Dass die bisher starr vertretene Unwirksamkeitsrechtsfolge mit Blick auf den Zweck des Anzeigeverfahrens möglicherweise nicht erforderlich ist, hat das BAG seither nicht wirklich thematisiert. Ganz nach dem Motto „besser spät als nie“ zeichnet sich endlich eine Abkehr von der Unwirksamkeitsrechtsfolge ab.

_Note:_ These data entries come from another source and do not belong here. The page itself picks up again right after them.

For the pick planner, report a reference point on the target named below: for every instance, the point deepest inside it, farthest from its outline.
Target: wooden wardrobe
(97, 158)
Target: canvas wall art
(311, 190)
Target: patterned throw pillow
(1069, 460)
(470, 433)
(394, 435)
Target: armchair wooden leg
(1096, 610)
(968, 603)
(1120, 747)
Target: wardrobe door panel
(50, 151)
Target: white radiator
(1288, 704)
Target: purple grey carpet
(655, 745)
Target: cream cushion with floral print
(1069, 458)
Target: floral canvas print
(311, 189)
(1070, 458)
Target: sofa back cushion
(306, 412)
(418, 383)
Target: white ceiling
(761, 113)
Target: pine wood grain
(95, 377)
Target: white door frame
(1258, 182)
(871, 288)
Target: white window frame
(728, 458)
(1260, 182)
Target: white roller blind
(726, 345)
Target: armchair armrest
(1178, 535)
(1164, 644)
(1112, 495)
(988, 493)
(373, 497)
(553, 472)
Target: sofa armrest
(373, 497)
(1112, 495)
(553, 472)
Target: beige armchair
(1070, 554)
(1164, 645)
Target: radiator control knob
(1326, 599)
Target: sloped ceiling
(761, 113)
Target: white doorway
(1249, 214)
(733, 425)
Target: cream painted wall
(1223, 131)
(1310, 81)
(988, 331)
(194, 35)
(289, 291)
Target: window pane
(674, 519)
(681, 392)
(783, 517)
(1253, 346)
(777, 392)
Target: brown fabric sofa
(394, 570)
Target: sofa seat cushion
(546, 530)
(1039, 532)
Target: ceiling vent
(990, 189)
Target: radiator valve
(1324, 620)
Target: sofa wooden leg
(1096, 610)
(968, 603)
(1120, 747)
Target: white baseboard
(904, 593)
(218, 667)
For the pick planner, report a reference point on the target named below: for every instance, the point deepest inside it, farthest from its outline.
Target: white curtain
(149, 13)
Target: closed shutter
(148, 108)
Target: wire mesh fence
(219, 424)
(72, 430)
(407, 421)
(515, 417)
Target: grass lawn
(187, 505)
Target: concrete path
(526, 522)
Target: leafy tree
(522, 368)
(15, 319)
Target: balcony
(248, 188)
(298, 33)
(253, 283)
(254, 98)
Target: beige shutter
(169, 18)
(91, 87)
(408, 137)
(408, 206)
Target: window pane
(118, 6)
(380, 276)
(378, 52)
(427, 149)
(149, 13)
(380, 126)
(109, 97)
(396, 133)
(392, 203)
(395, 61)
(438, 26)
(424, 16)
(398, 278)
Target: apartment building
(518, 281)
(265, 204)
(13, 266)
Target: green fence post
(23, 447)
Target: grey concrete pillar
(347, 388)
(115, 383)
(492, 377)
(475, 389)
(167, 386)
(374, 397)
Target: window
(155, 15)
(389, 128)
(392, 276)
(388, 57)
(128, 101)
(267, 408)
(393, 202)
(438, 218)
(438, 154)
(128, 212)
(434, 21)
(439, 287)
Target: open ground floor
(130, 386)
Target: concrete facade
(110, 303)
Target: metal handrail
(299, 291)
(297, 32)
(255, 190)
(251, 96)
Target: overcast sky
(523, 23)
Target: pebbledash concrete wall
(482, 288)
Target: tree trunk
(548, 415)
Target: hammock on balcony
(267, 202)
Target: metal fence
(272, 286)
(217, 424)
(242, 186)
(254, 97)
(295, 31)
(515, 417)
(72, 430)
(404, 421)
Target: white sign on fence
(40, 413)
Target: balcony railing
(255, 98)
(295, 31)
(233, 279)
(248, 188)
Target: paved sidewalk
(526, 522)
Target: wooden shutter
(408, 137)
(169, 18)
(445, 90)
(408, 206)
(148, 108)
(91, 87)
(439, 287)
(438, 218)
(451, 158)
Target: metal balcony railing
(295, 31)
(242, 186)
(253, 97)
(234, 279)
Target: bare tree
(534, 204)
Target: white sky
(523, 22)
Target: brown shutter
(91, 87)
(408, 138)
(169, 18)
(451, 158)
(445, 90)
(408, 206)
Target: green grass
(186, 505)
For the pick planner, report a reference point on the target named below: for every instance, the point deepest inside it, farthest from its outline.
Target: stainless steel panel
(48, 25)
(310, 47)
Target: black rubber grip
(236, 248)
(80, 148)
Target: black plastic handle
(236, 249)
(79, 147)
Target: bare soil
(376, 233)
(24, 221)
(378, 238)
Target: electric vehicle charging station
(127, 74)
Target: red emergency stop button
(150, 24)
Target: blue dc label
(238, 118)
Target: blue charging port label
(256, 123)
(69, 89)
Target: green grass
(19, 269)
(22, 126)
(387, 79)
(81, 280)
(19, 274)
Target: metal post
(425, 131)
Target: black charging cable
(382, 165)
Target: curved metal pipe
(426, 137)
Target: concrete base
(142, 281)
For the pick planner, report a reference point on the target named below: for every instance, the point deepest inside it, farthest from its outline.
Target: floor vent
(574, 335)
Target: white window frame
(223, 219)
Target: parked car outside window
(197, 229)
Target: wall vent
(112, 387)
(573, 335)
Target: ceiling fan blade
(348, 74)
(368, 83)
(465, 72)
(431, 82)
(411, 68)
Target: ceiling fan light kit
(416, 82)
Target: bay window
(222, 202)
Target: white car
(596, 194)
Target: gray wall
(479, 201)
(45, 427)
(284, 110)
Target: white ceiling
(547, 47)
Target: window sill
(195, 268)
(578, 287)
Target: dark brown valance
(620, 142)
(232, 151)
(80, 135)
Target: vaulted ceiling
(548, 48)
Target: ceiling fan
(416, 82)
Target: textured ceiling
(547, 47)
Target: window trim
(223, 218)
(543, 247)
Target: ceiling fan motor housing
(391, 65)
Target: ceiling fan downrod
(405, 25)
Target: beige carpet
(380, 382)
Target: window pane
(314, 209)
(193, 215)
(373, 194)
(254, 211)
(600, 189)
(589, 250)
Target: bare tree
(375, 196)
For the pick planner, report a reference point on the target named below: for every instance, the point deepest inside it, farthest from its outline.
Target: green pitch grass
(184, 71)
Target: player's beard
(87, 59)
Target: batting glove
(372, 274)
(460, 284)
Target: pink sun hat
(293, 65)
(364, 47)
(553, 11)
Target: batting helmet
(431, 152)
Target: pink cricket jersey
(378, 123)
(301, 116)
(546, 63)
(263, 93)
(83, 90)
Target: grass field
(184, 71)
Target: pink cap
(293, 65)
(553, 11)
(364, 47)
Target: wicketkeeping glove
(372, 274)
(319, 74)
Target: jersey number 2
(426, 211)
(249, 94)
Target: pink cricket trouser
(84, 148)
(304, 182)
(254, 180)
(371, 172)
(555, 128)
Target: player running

Derzeit anhängige Vorlageverfahren beim EuGH
Derzeit laufen gleich drei Verfahren beim BAG und EuGH zu Fehlerfolgen im Massenentlassungsrecht:
- Das BAG hatte bereits 2022 im Verfahren 6 AZR 155/21 an der starren Unwirksamkeitsrechtsfolge bei Fehlern im Massenentlassungsverfahren gezweifelt. Der Arbeitgeber hatte den Betriebsrat zwar schriftlich unterrichtet, jedoch entgegen § 17 III 1 KSchG keine Abschrift dieses Unterrichtungsschreiben der Agentur für Arbeit zugeleitet. Das BAG erkundigte sich beim EuGH, ob dieser Verstoß zur Unwirksamkeit der Kündigung führen muss. Der EuGH stellte fest, dass die Übermittlungspflicht keinen Individualschutz für den gekündigten Arbeitnehmer vermittle. Siehe hierzu unseren Blogbeitrag vom 22. Dezember 2023).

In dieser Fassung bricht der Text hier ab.